This app is designed as a learning aid for anyone seeking to become familiar with the speech capabilities of generative AI apps and agents. It's based on the user interface in Microsoft Foundry portal, but does not use any Azure cloud services.
The language model used by the app is the Microsoft Phi 3 mini SLM, hosted in the WebLLM module. WebLLM requires a modern browser that supports the WebGPU API, and an integrated or dedicated GPU on the computer. If WebLLM fails to load, the app is designed to fallback to a simpler mode in which it used Wikipedia as a knowledge source instead of a generative AI model. In this mode, responses may be less relevant and some functionality may not be available.
Known issues
- The initial download of the Microsoft Phi model may take a few minutes - particularly on low-bandwidth connections. Subsequent downloads should be quicker.

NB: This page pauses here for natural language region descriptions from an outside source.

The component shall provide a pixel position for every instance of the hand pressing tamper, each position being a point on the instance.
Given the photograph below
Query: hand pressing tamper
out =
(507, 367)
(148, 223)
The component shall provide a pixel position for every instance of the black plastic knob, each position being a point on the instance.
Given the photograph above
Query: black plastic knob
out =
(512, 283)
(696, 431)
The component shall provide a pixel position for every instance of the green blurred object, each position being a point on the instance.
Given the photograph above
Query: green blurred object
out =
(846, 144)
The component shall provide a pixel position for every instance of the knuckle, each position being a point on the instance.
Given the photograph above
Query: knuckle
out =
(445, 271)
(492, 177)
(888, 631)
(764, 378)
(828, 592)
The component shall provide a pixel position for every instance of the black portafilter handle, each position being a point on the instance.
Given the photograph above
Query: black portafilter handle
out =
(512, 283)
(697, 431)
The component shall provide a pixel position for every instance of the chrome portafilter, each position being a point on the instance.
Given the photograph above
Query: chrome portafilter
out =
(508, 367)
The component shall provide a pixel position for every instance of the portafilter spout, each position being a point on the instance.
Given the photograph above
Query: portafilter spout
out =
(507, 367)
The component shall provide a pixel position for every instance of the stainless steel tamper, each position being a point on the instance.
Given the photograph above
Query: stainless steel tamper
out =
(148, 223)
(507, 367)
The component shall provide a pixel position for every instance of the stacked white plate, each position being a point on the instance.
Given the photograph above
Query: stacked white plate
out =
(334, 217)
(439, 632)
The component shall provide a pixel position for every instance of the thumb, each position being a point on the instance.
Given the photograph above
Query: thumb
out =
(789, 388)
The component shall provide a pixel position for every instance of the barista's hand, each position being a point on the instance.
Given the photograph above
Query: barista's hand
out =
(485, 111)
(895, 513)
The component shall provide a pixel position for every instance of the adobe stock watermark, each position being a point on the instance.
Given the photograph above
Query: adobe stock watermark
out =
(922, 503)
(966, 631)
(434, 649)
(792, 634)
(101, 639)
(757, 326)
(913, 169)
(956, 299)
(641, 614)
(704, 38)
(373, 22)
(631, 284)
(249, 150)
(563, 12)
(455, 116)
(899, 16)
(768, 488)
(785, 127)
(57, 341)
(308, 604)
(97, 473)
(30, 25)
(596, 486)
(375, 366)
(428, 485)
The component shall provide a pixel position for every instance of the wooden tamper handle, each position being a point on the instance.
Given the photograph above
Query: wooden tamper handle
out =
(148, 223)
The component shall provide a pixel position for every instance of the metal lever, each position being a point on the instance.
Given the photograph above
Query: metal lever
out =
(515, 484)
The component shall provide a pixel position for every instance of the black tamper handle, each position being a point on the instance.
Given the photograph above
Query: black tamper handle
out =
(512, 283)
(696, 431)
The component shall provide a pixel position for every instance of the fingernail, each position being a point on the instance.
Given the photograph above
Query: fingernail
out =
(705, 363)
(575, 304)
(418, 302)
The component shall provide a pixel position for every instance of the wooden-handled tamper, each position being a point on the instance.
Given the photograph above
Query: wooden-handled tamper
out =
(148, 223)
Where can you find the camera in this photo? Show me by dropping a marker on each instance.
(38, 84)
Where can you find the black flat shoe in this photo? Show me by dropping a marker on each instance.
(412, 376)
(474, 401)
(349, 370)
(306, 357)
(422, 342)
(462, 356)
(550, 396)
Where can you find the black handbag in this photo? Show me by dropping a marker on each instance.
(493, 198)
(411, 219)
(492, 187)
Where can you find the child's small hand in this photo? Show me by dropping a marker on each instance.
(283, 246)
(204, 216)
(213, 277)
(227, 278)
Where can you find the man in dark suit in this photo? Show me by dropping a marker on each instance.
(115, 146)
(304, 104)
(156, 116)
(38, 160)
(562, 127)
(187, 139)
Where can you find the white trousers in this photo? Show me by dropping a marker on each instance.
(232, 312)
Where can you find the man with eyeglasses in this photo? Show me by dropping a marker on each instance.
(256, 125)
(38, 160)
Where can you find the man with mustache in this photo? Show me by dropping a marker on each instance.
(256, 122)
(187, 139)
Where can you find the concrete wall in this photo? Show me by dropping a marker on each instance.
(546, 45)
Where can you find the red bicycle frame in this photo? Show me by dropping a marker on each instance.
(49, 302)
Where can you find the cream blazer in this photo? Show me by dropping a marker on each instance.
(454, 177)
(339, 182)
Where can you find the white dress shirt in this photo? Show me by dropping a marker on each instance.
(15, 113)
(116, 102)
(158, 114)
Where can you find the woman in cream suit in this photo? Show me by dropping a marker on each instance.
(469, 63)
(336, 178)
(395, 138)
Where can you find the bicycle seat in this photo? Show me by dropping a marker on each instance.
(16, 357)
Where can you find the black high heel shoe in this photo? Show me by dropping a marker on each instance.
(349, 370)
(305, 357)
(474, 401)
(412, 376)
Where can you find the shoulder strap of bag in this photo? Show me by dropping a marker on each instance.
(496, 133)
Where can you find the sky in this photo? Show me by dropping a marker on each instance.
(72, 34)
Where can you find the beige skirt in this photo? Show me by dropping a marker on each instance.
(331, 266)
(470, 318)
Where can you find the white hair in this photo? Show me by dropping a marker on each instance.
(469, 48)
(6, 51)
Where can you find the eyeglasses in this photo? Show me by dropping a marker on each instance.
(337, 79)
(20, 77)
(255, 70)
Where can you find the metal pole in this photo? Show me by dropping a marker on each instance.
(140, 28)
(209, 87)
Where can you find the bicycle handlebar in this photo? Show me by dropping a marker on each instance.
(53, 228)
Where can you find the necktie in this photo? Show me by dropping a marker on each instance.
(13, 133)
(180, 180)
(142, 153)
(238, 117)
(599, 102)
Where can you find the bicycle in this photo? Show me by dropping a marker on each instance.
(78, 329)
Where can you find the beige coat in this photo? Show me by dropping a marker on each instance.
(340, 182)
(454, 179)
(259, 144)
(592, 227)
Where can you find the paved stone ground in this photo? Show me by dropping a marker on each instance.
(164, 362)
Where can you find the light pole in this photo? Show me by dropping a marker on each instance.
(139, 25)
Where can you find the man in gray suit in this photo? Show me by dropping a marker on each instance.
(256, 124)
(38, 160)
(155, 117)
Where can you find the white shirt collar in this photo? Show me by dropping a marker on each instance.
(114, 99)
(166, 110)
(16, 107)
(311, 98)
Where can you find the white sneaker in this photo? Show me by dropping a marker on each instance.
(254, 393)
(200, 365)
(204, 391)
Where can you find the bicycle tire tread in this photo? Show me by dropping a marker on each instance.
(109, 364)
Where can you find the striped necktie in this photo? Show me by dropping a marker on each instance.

- Some GPU-enabled computers (particularly those with ARM-based processors) do not support WebGPU without enabling the Unsafe WebGPU Support browser flag. If your browser fails to load the Microsoft Phi model, you can try enabling this flag at edge://flags on Microsoft Edge or chrome://flags on Google Chrome. Disable it again when finished!
- Microsoft Edge on ARM-based computers does not support Web Speech for speech recognition (speech to text), and returns a network error when attempting to capture input from the mic. Speech synthesis (text to speech) should still work.
- Older computers with slower processors and low amounts of memory may struggle to use WebLLM. You can switch the model to "None" to use the Wikipedia-based fallback option.